Service bureaus’ expanding role

Jul 01, 2000 9:30 PM  By

Service bureaus have increasingly been playing a more active role in mailers’ marketing activities. Today, they’re offering a wider range of services – such as analyzing clients’ house lists – and more important, serving as sentinels for mailers, keeping watch over list hygiene to protect their customers from privacy backlash and legal problems.

Denise Edwards, circulation manager for Sperryville, VA-based apparel and gifts cataloger Faith Mountain, says she depends on her service bureau more than ever before. “Our service bureau keeps our suppression files and runs our prospect mailings through NCOA (the National Change of Address database) and the Direct Marketing Association’s Mail Preference Service. Today, it’s so important to make sure those files are run frequently. From what I’ve seen, people are a lot more concerned about privacy, and when they don’t want our catalog, they let us know it,” Edwards says. Faith Mountain immediately contacts its service bureau when recipients opt out of further mailings, and in cases in which another catalog has been sent in the meantime, the cataloger’s customer service manager calls the recipient to explain why. “We rely heavily on our service bureau to give us suggestions in privacy matters,” Edwards says.

At Hauppauge, NY-based service bureau Cross Country Computer, president Tom Berger has noticed clients’ growing reliance on his firm’s privacy and list hygiene expertise. “We’re finding a greater sense of urgency across the board.

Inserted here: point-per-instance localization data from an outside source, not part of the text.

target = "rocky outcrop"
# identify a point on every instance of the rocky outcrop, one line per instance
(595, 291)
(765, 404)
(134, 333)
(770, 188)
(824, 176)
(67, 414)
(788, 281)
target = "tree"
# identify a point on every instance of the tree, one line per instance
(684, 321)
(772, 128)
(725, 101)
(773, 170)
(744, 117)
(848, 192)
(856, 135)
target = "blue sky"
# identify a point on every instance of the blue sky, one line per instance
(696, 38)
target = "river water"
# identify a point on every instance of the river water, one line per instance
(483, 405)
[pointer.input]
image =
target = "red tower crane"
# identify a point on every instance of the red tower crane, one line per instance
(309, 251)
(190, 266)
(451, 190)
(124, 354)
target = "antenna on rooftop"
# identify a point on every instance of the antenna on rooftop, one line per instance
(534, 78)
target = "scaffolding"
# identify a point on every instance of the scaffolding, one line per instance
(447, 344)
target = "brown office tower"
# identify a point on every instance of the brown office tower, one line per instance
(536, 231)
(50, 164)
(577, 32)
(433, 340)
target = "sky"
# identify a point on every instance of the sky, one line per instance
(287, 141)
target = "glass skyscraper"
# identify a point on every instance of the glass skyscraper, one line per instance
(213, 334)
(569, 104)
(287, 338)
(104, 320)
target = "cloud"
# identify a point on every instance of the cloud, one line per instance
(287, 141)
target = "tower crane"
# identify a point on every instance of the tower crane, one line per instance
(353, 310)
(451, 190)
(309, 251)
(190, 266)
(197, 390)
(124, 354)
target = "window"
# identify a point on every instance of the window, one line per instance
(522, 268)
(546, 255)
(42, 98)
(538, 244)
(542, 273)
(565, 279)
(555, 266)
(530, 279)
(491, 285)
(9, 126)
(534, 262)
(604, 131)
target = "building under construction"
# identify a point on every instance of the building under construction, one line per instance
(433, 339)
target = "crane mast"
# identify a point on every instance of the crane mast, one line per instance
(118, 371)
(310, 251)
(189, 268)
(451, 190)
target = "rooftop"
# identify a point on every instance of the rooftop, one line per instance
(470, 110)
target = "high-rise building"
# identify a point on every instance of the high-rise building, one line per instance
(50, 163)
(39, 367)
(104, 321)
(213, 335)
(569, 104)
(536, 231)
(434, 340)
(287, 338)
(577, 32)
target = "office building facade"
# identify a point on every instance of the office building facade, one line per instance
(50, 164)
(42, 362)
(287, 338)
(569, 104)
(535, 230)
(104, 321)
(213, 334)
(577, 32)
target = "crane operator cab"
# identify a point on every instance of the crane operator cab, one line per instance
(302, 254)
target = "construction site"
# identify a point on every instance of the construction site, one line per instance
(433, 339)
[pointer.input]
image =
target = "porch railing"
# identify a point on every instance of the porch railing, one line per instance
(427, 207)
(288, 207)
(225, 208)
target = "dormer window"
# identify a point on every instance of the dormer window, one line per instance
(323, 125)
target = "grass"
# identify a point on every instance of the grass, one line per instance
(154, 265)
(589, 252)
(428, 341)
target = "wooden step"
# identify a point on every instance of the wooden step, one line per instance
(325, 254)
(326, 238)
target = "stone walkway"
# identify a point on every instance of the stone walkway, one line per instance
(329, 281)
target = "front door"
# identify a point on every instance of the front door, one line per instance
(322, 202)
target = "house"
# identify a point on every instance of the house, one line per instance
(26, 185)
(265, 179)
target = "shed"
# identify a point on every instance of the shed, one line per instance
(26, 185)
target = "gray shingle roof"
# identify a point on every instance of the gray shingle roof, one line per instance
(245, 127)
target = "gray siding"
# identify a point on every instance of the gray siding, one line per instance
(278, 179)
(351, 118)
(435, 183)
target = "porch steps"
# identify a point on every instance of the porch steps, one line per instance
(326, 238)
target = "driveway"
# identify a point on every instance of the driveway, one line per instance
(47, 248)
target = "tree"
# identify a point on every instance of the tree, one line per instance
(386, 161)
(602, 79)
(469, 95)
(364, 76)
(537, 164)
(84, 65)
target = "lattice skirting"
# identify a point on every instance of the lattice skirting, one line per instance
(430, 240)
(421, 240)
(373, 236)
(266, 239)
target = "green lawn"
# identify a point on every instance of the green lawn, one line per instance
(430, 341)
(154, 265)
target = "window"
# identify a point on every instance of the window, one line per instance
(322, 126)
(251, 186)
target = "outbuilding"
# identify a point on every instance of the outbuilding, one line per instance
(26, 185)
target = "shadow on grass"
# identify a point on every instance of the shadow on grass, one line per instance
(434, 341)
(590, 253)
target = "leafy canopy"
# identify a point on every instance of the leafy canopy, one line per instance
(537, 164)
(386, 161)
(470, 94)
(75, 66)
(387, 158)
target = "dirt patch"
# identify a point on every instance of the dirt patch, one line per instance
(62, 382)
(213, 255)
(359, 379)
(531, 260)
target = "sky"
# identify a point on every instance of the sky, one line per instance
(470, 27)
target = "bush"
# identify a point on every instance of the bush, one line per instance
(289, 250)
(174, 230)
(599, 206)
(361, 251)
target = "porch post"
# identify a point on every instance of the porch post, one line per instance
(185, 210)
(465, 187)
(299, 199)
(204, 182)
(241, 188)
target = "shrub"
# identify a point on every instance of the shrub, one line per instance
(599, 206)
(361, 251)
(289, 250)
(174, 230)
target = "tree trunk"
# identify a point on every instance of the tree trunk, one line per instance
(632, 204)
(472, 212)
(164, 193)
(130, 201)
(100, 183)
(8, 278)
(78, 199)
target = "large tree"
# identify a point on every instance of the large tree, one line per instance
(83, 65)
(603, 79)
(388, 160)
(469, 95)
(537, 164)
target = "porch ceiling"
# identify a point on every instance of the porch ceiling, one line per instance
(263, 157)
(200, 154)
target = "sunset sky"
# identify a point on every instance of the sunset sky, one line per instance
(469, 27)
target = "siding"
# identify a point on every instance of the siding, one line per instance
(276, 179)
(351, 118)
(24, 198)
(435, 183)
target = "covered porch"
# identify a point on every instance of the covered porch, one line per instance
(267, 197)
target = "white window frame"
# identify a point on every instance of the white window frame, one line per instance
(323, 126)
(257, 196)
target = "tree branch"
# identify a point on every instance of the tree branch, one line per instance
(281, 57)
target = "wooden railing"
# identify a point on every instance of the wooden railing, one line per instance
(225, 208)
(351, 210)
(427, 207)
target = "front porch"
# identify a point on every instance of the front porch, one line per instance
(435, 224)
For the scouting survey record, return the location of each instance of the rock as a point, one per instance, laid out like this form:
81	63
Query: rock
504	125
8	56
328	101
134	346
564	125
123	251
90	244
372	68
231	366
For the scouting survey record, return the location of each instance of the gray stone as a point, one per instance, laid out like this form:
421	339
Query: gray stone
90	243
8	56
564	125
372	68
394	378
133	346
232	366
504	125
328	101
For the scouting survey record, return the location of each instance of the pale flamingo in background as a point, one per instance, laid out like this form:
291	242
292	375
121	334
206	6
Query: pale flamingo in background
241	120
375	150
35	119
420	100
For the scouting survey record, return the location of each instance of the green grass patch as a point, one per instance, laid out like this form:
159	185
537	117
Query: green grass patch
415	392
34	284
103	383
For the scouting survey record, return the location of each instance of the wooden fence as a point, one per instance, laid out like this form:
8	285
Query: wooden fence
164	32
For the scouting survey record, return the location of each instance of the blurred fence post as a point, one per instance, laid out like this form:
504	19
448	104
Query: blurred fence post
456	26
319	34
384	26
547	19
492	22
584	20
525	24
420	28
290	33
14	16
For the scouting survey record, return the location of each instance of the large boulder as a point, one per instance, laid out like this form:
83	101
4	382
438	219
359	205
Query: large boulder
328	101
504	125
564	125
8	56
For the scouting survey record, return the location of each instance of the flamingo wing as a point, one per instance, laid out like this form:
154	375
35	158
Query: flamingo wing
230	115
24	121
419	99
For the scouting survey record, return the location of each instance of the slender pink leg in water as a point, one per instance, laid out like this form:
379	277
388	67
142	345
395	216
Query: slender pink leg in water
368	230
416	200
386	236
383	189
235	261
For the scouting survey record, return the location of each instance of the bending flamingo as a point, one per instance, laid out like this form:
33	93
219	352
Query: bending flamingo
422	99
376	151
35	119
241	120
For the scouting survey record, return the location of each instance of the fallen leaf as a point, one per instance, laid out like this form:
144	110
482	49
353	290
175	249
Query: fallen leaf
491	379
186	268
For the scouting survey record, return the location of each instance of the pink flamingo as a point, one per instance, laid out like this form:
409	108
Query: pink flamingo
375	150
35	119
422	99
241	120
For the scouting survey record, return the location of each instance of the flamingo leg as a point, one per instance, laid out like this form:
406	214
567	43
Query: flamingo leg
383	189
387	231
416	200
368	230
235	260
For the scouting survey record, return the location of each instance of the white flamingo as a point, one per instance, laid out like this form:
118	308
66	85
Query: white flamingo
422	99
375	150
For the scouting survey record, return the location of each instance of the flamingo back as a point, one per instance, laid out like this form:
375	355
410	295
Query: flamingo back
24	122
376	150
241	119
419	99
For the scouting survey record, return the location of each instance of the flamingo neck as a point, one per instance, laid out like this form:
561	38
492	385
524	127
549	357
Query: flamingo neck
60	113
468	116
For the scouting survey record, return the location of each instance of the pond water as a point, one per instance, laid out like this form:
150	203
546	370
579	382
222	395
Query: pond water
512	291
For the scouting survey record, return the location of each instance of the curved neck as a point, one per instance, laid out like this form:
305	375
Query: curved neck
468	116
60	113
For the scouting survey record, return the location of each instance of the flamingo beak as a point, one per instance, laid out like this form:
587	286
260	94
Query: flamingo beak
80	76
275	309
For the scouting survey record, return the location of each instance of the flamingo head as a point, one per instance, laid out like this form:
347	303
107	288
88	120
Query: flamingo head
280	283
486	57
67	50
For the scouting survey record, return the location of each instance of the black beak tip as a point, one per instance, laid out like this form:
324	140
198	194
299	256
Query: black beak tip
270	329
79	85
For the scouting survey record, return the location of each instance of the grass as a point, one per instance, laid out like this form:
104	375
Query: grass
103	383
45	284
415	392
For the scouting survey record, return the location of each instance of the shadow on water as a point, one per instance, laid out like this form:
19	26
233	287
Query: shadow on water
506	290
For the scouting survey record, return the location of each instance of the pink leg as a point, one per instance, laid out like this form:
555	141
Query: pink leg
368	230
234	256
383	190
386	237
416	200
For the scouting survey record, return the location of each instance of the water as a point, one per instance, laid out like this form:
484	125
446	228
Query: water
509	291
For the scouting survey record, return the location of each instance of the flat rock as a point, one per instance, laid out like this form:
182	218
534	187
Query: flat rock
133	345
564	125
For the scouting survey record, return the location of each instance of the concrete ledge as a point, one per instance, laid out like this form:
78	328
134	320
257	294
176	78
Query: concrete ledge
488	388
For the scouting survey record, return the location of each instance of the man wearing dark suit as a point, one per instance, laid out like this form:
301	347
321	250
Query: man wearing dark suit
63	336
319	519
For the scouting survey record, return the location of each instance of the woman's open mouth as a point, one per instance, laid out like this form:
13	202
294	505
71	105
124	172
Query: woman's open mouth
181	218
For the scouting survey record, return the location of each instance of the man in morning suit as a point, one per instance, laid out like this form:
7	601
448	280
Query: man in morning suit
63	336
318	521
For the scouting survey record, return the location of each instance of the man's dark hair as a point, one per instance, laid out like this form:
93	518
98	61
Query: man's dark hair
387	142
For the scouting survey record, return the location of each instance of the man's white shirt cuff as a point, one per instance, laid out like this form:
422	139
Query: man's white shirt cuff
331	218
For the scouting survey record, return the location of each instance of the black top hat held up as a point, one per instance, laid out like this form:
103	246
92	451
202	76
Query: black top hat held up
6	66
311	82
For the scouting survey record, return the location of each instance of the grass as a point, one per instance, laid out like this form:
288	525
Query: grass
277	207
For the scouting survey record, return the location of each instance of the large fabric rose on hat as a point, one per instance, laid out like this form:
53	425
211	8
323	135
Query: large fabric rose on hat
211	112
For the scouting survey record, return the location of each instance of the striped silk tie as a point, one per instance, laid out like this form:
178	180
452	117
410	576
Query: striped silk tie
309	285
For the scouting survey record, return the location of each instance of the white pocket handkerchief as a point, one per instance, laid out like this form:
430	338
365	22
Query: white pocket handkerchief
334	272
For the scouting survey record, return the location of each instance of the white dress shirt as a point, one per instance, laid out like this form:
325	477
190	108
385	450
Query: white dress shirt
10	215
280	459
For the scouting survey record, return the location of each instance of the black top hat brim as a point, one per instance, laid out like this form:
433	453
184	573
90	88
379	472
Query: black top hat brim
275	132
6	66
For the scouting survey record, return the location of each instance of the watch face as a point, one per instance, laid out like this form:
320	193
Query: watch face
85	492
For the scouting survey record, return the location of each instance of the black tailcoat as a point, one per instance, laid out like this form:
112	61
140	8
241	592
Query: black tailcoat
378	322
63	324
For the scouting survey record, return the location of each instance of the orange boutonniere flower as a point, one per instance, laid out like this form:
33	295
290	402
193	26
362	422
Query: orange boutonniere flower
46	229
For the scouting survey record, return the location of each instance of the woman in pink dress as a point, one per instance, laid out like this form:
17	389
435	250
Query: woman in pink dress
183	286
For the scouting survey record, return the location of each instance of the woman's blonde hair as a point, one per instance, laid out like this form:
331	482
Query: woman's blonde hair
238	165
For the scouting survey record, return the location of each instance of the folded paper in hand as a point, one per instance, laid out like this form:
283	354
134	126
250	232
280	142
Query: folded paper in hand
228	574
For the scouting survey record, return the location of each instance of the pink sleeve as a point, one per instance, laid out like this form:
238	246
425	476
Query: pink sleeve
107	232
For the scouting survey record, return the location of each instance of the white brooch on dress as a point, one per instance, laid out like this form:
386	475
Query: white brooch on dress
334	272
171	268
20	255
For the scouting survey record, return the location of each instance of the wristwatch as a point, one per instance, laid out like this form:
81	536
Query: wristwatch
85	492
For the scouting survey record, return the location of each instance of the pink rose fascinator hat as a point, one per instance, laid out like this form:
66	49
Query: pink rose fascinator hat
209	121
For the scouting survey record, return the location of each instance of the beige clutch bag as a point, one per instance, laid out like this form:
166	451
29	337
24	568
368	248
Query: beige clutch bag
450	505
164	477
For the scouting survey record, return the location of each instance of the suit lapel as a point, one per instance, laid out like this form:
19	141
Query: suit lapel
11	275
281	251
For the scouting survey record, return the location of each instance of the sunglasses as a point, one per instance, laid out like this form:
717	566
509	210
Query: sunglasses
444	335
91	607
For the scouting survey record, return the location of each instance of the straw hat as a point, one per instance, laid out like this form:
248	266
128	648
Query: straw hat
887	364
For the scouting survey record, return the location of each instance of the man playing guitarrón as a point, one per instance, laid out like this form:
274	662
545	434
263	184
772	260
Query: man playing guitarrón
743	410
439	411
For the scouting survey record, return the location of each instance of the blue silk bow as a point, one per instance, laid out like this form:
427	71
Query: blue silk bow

Particularly in the past five years, clients look to us to mail smarter and cleaner,” he says.

Berger’s company keeps a master file of do-not-rent and do-not-mail names, so clients’ files don’t need to be run against separate outside files for suppression. And Cross Country’s policy is to run DMA suppression files and NCOA every time the company processes a mailing. “Going back about 10 years, clients have always kept their own suppression files, but lately there’s been a far greater emphasis on the privacy issue,” Berger says.

“All of our mailers have a heightened awareness of the need for data hygiene,” says Joe Balaban, vice president of business development of Farmingdale, NY-based Anchor Computer. “Our NCOA orders are way up,” along with orders to run other suppression files, he says. Anchor recommends running suppression files for all prospect lists. “We urge all our mailers comply with the DMA’s privacy promise,” Balaban explains, referring to the organization’s pledge to offer recipients the opportunity to opt out of further mailings, and to maintain up-to-date lists of those requests. His clients generally heed his recommendations, he says. “They’re aware of the DMA policy and they want those files run.”